Prohibits a national banking association from investing in structured or synthetic products, defined as financial instruments in which a return is calculated based on the value of, or by reference to the performance of, a security, commodity, swap, other asset, or an entity, or any index or basket composed of such items.
Amends the Home Owners' Loan Act to repeal the authority of federal savings associations to invest in, redeem, or hold shares or certificates issued by any open-end management investment company registered with the Securities and Exchange Commission (SEC) if their portfolios are restricted by the management company's investment policy solely to investments that a federal savings association by law or regulation may deal in.
Amends the Bank Holding Company Act of 1956 with respect to prohibitions against bank holding company ownership or control of voting share interests in nonbanking organizations. Revises exemptions from such prohibitions in the case of nonbanking organizations thewhose activities are so closely related to banking as to be a proper incident to them.
Specifies activities of a nonbanking organization that shall not be considered closely related to banking, and so disqualify a bank holding company from owning or controlling voting share interests in such an organization. Includes among such nonbanking activities: (1) serving as an investment advisor to an investment company, (2) agency transactional services for customer investments, (3) investment transactions as principal, and (4) management consulting and counseling activities.
Exempts from application of the prohibitions against nonbanking activities, with respect to a bank holding company, the purchase, as an end user, of swaps to hedge against certain exposures, including changes in either interest rates or in the value of currency.
Prohibits a bank holding company from engaging in the business of a securities or a swaps entity, including: (1) dealing or making markets in securities, repurchase agreements, exchange traded and over-the-counter swaps, and structured or synthetic products; (2) engaging in proprietary trading; (3) owning, sponsoring, or investing in a hedge fund, or private equity fund, or any other fund which exhibits the characteristics of a fund that takes on proprietary trading activities or positions; (4) holding ineligible securities or derivatives; and (5) engaging in either market-making or prime brokerage activities.
Requires the appropriate federal regulatory agency to pursue certain actions to enforce this Act.

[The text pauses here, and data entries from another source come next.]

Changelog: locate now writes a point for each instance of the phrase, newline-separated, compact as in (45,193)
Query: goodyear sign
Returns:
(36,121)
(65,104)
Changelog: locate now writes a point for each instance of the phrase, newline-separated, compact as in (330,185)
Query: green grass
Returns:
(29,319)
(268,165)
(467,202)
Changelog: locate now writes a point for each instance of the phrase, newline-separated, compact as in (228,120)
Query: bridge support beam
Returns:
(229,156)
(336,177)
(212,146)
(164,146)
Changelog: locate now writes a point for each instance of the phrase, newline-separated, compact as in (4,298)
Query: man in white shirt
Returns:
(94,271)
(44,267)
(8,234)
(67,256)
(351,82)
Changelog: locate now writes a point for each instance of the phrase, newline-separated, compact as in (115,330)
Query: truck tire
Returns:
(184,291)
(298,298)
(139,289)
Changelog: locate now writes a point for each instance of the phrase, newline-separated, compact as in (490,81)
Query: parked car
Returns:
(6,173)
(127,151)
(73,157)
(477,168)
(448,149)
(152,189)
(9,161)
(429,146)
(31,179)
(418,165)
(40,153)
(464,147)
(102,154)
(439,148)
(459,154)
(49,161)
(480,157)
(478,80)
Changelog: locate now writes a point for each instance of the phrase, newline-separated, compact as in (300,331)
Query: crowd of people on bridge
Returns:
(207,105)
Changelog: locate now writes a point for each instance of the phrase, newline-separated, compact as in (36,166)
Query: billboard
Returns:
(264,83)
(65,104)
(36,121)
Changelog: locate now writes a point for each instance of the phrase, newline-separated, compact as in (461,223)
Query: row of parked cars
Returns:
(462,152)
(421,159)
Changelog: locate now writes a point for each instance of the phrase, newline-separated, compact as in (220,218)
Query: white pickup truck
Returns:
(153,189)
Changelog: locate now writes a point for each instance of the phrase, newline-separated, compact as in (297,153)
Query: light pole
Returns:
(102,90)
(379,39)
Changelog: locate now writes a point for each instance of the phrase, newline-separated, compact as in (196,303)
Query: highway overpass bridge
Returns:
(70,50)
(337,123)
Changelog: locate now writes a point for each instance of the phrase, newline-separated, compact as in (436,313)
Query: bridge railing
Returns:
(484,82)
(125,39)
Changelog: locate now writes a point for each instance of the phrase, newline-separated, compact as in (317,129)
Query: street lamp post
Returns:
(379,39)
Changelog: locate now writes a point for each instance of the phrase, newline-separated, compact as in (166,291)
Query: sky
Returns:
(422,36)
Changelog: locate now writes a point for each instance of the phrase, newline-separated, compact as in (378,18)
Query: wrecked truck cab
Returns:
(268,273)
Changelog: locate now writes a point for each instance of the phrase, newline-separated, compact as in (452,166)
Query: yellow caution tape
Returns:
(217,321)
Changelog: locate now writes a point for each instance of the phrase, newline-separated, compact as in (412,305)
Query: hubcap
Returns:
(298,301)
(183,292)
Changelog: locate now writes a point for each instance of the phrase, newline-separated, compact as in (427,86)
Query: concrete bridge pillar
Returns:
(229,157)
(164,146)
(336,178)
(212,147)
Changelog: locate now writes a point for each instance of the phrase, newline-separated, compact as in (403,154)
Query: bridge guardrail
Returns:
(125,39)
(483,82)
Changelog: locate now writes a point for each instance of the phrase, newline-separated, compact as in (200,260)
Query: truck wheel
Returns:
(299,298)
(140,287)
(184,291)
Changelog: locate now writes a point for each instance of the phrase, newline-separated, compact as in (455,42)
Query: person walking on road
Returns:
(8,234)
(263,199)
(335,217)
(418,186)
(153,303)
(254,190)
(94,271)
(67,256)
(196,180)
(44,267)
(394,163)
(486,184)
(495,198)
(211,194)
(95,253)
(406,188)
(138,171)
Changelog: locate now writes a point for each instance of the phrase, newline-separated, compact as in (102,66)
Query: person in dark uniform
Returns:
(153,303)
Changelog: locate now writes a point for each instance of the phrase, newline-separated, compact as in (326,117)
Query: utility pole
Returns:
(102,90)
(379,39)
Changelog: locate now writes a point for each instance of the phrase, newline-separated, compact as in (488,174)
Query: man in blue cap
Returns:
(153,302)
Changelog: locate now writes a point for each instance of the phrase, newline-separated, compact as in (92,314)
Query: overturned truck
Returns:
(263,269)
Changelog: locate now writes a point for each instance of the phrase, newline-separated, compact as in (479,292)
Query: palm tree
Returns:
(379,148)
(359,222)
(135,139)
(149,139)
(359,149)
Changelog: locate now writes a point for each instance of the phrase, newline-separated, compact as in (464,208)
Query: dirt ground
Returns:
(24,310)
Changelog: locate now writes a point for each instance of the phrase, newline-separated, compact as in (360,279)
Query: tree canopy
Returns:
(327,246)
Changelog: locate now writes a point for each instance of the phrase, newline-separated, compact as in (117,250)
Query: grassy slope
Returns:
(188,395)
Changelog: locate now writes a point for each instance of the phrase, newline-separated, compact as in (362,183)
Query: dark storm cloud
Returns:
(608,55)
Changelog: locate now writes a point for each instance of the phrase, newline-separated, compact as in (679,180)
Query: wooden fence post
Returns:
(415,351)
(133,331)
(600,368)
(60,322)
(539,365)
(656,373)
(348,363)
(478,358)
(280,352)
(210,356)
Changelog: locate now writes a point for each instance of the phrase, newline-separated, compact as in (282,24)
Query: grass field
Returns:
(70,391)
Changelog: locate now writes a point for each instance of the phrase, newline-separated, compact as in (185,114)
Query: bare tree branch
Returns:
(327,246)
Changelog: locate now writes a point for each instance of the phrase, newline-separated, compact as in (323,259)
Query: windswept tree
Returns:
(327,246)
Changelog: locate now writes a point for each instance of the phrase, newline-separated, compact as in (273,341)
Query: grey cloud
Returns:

Amends the Bank Holding Company Act of 1956 to repeal provisions (of the Gramm-Leach-Bliley Act) that: (1) permit a financial holding company to engage in activities that are either financial in nature or constitute expanded financial activities, (2) prescribe corrective actions for financial holding companies that fail to meet certain requirements, (4) authorize certain financial holding companies to retain limited nonfinancial activities and affiliations, and (5) authorize certain financial holding companies to own or control shares of a company engaged in activities related to the trading, sale, or investment in commodities and underlying physical properties that were not previously permissible for bank holding companies.
Amends the Revised Statutes of the United States to repeal the authority of national banks to control or hold an interest in financial subsidiaries.
Amends the International Banking Act of 1978 to repeal the permission granted certain foreign banks to continue to engage in nonbanking activities in the United States.
Revises bankruptcy law to repeal the prohibition against staying, avoiding, or limiting the exercise of a contractual right of financial entities to either liquidate, terminate, or accelerate the following financial instruments: a securities contract, a repurchase agreement, a swap agreement, a master netting agreement, and across contracts. Repeals requirements for the timing of damage measurement in connection with such financial instruments, including commodity contracts and forward contracts.